- Location of Sidi Ghiles within Tipaza Province
- Country: Algeria
- Province: Tipaza Province

Population (2008)
- • Total: 15,281
- Time zone: UTC+1 (CET)
- Website: Archived 9 December 2007 at the Wayback Machine^{[dead link‍]}

= Sidi Ghiles =

Sidi Ghiles (Arabic: سيدي غيلاس; formerly Novi during the French colonization) is a town on Algeria's Mediterranean coast. The municipality of Novi is located about 32 km west of Tipasa and 7 km southwest of Cherchell. This agricultural locality is 100 km from Algiers.

Novi, renowned for its fertile soil, vineyards and wines, is located by the sea. It is a modern village despite its traditionally typical so-called "colonization" villages with its well-traced streets, airy, lined with houses and villas resplendent with whiteness.

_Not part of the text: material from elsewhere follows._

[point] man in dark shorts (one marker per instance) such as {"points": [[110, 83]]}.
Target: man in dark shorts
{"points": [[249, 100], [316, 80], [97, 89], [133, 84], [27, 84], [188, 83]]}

An agricultural colony, Novi was originally managed by the military authority and founded by decree of the National Assembly of 19 September 1848 and by order of the Minister of War Louis Juchault de Lamoricière (1806-1865) on 27 September that same year. It is one of the first seven centers of colonization created in Algeria.

==Names==
After the independence of Algeria on 5 July 1962, the town of Novi became known as Sidi Ghiles.

== History ==
===Inhabitation===
Located in the middle of the Algerian vineyards between the sea and mountains, Sidi Ghiles' initial population was mainly made up of the political deportees of 1848, and became an annex of Cherchell.

It was, then, a municipality that covered an area of 1,647 hectare with a population of 1,047 inhabitants including 423 French. Most of the other inhabitants were native Berbers indigenous to the surrounding hills and Atlas Mountains.

In 1903, Mayor Léon Roseau gave Novi a school group. In 1908, some owners grouped themselves to create a co-operative wine cellar of 5,000 hectare whose notability has crossed the borders of North Africa.

===The department===
The department of Algiers is one of the French departments of Algeria, which existed between 1848 and 1962. Considered a French province, Algeria was departmentalized on 9 December 1848. The departments created on that date were the civil zone of the three provinces corresponding to the Beyliks of the regency of Algiers then recently conquered. Therefore, the city of Algiers was made the prefecture of the department bearing its name, then covering the center of Algeria, leaving to the east the department of Constantine and to the west the department of Oran.

On 28 January 1956 an administrative reform, to take account of strong population growth, separated the department of Algiers from its hinterland, creating, on 20 May 1957, three additional departments: Médéa, Orleansville and Tizi Ouzou. The district of Cherchell, in the department of Orleansville, consisted of eight localities:
Bouyamine, Cherchell, Genoa Fountain, Gouraya, Marceau (Menaceur), Novi, Villbourg and Zurich (Sidi Amar).

===The emigration===
On 11 August 1962, 293 of the 300 Frenchmen of Novi left by boat for Marseille, under the protection of the French army.